Vector3 に関するドキュメントが新しいブラウザー ウィンドウで開きます。 確認できたら、ブラウザー ウィンドウを閉じます。
Visual Studio for Mac には、Unity の動作クラスを手早く作成するためのヘルパーも用意されています。 ソリューション エクスプローラーで [Assets] を右クリックし、[追加] > [New MonoBehaviour](新しい MonoBehaviour) を選びます。
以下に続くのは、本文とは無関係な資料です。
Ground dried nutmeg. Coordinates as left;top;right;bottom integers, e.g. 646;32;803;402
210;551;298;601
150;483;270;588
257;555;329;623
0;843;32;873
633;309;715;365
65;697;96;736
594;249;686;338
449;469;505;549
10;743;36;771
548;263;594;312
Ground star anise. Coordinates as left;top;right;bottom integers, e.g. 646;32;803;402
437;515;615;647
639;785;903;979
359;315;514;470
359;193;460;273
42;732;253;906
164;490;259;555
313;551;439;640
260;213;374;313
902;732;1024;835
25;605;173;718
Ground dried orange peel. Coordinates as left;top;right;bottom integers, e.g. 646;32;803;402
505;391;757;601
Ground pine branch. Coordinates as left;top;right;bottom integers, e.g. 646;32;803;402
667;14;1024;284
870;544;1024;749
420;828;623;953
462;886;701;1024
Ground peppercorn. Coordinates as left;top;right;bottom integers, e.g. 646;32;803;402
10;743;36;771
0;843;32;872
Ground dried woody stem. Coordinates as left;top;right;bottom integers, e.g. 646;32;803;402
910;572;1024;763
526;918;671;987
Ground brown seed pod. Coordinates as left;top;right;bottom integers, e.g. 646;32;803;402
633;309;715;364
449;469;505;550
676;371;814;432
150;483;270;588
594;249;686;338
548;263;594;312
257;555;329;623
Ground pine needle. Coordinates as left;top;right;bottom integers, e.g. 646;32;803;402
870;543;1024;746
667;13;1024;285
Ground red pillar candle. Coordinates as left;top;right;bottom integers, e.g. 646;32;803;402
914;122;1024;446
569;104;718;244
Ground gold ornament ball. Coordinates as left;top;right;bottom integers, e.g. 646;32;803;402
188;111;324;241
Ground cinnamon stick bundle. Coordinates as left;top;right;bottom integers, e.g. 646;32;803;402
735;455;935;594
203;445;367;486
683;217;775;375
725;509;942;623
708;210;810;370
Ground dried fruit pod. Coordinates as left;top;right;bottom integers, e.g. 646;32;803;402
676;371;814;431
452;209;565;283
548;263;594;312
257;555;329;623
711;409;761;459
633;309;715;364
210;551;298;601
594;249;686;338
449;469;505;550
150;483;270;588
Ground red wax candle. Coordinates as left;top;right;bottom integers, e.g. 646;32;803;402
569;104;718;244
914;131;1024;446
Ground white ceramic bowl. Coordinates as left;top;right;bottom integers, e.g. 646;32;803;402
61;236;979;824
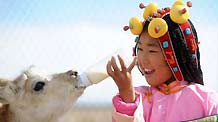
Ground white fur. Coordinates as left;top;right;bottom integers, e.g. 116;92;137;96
0;67;85;122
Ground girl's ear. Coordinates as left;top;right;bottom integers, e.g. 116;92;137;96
0;79;11;99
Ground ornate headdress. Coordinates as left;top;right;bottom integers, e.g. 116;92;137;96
124;0;198;81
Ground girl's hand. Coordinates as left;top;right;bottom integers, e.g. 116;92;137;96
107;55;136;102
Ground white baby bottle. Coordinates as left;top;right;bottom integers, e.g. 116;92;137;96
79;49;133;86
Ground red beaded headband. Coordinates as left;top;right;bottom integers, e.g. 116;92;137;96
124;0;198;81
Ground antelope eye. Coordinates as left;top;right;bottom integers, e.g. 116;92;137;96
33;81;45;91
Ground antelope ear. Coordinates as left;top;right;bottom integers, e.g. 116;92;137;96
0;79;11;99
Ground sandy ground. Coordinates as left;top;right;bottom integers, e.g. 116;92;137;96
60;106;112;122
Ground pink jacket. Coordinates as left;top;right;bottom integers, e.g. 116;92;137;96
112;81;218;122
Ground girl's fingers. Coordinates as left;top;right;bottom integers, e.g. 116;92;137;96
106;61;113;77
127;57;137;72
111;56;120;72
117;55;127;72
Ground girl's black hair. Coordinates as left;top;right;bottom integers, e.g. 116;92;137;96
135;14;204;85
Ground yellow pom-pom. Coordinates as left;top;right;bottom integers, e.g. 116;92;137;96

新しく作成されたクラスによって、Start メソッドと Update メソッドのスタブが提供されます。 Update メソッドの閉じ中かっこの後に、「onmouseup」と入力を始めます。 入力するに従い、実装しようとしているメソッドが Visual Studio の IntelliSense によってすぐに特定されることに注目してください。 表示されたオートコンプリート リストから、それを選択します。 パラメーターを含め、メソッド スタブが自動的に設定されます。
OnMouseUp メソッド内で「base.」と入力すると、呼び出しに使用できる基本メソッドがすべて表示されます。 IntelliSense ポップアップの右上隅にあるページング オプションを使用して、各関数のさまざまなオーバーロードを調べることもできます。
Visual Studio for Mac では、新しいシェーダーを簡単に定義することもできます。 ソリューション エクスプローラーで [Assets] を右クリックし、[追加] > [新しいシェーダー] を選びます。
シェーダー ファイル形式には、読みやすく理解しやすいようにフルカラーとフォントが適用されます。
Unity に戻ります。 Visual Studio for Mac は同じプロジェクト システムで動作するため、どちらの場所で加えた変更も自動的に相互に同期されることがわかります。 これで、タスクに最適なツールをいつでも簡単に使用できます。